Another surprising correlation is that in some environments, the regularizer interacts strongly with observation normalization (described App. D.6) employed on discriminator inputs (see Fig. 74 for an example on Ant). These two correlations highlight the difﬁculty of comparing regularizers, and algorithmic choices more broadly, as their performance signiﬁcantly depends on the distribution of other HPs.
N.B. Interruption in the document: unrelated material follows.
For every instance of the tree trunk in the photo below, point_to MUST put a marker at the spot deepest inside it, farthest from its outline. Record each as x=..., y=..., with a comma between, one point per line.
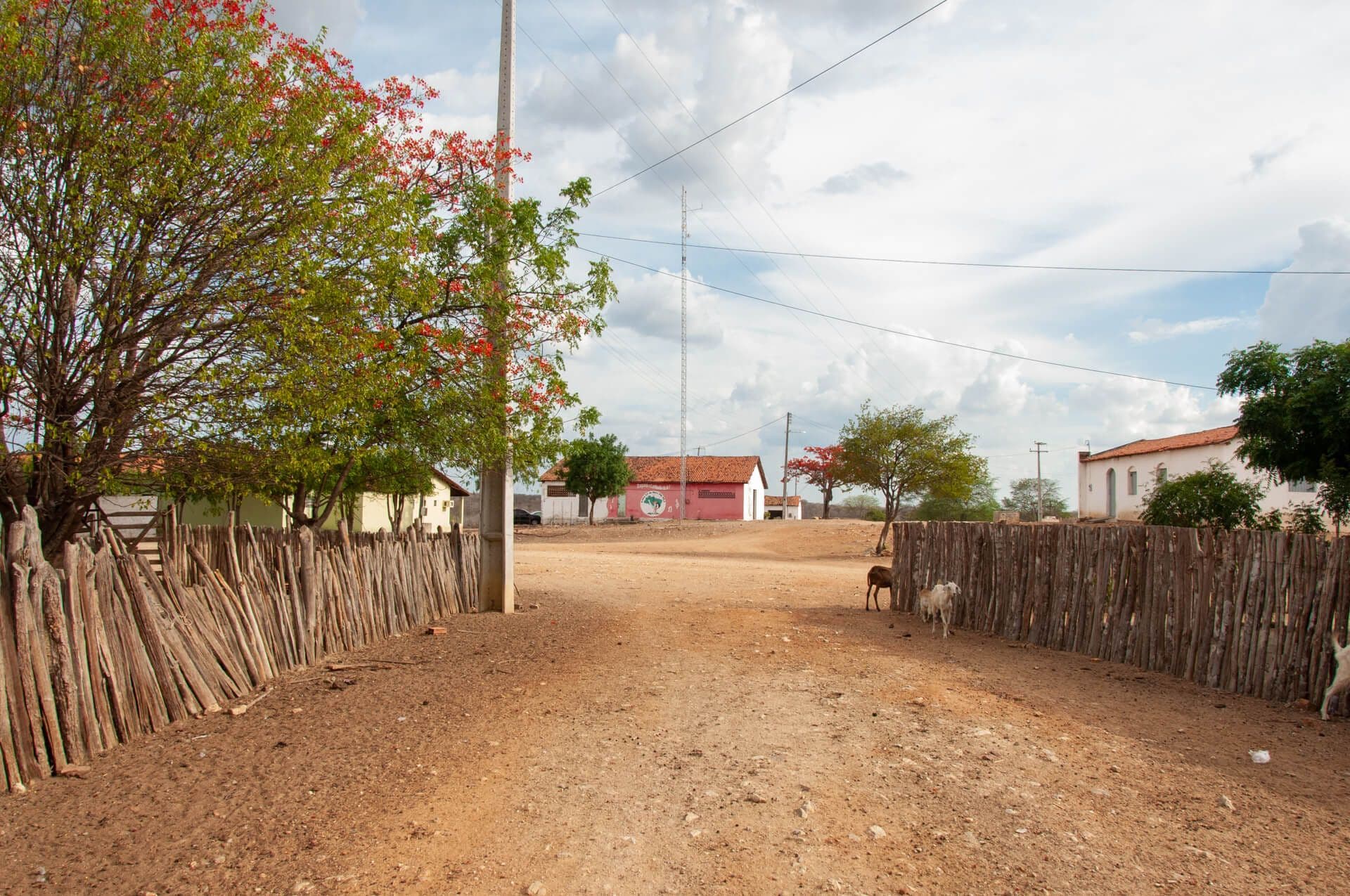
x=334, y=495
x=886, y=526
We also supplement our analysis by comparing the performance of different regularizers for the best found HPs. More precisely, we choose the best value for each HP in the main experiment (listed in App. E) and run them with different regularizers. To account for the mentioned correlations with the discriminator learning rate and observation normalization, we also include these two choices in the HP sweep and choose the best performing variant (as measure by the area under the learning curve) for each regularizer and each environment.

Figure 3: Learning curves for different discriminator regularizers when the other HPs are set to the best performing value across all tasks. The y-axis shows the average policy return normalized so that 0 corresponds to a random policy and 1 to the expert. See App. E for the HPs used. The plots shows the averages across 30 random seeds. Best seen in color.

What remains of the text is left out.